A groundbreaking Netflix series set among Turkey’s Jews has been an unexpected hit there, challenging taboos and enthralling audiences with its glimpse into a long-overlooked community.
The global success of Turkish television series – often with government-pleasing narratives – has made the country a small-screen superpower.
But “The Club” and its sumptuous recreation of 1950s Istanbul is a first, not least because some of the dialogue is in Ladino, the language of Istanbul’s Jews which derives from medieval Spanish.
While minorities once flourished in the cosmopolitan capital of the Ottoman Empire, they suffered persecution as it fell and discrimination ever since.
Jews have generally kept their heads down to protect themselves, sticking to the Turkish Jewish custom of “kayades,” meaning “silence” in Ladino.
But “The Club” – which is set around a nightclub in Istanbul’s historic European quarter – puts an end to that silence.
The attacks and persecution that drove many Jews, Greeks and Armenians to leave Turkey in the 20th century are dealt with, including a crippling 1942 tax on non-Muslims and a pogrom against Greeks in 1955 which also unleashed violence against all the other minorities.
“Silence has neither protected us from anti-Semitism nor prevented migration to other countries,” said Nesi Altaras, editor of Avlaremoz online magazine run by young Turkish Jews.
“We need to talk, including on political issues that previous generations wanted to avoid,” he told AFP.
Less than 15,000 Jews remain in Turkey, down from 200,000 at the beginning of the 20th century.
The majority are Sephardic, whose ancestors fled to the Ottoman Empire after they were expelled from Spain in 1492.

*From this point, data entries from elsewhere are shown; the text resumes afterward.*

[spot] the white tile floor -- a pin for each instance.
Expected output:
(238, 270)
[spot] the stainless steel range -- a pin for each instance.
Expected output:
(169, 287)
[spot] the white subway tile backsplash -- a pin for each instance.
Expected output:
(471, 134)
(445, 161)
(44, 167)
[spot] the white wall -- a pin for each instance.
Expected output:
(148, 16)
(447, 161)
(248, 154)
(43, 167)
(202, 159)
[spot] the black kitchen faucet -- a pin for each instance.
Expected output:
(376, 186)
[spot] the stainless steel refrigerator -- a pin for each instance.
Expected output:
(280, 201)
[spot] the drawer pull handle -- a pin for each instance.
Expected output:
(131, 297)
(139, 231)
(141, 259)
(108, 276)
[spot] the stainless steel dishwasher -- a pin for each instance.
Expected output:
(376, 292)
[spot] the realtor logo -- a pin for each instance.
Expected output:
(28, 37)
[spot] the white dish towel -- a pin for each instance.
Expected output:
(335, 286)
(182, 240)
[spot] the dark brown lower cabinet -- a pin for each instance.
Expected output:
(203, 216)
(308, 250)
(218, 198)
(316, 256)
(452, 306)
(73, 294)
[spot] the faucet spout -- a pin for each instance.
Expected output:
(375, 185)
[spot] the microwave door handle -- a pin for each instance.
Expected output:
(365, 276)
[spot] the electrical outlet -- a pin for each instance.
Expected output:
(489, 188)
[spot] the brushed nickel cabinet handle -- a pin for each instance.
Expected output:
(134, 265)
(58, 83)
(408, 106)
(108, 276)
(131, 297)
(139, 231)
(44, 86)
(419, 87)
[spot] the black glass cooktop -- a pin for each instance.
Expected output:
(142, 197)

In a rare case of life imitating art, “The Club” became Netflix’s number one show in Turkey just as Ankara tried to repair ties with Israel.
While both countries have been historically close, relations have soured badly over Israel’s treatment of the Palestinians and remarks by the Turkish president criticised as anti-Semitic.
Indeed until recently, Turkish pro-government dailies regularly published stories seen to be anti-Semitic.
But Israeli President Isaac Herzog made a landmark visit to Turkey earlier this month, where he held talks with his opposite number, Recep Tayyip Erdogan.
Herzog even visited the Istanbul district in which “The Club” is set.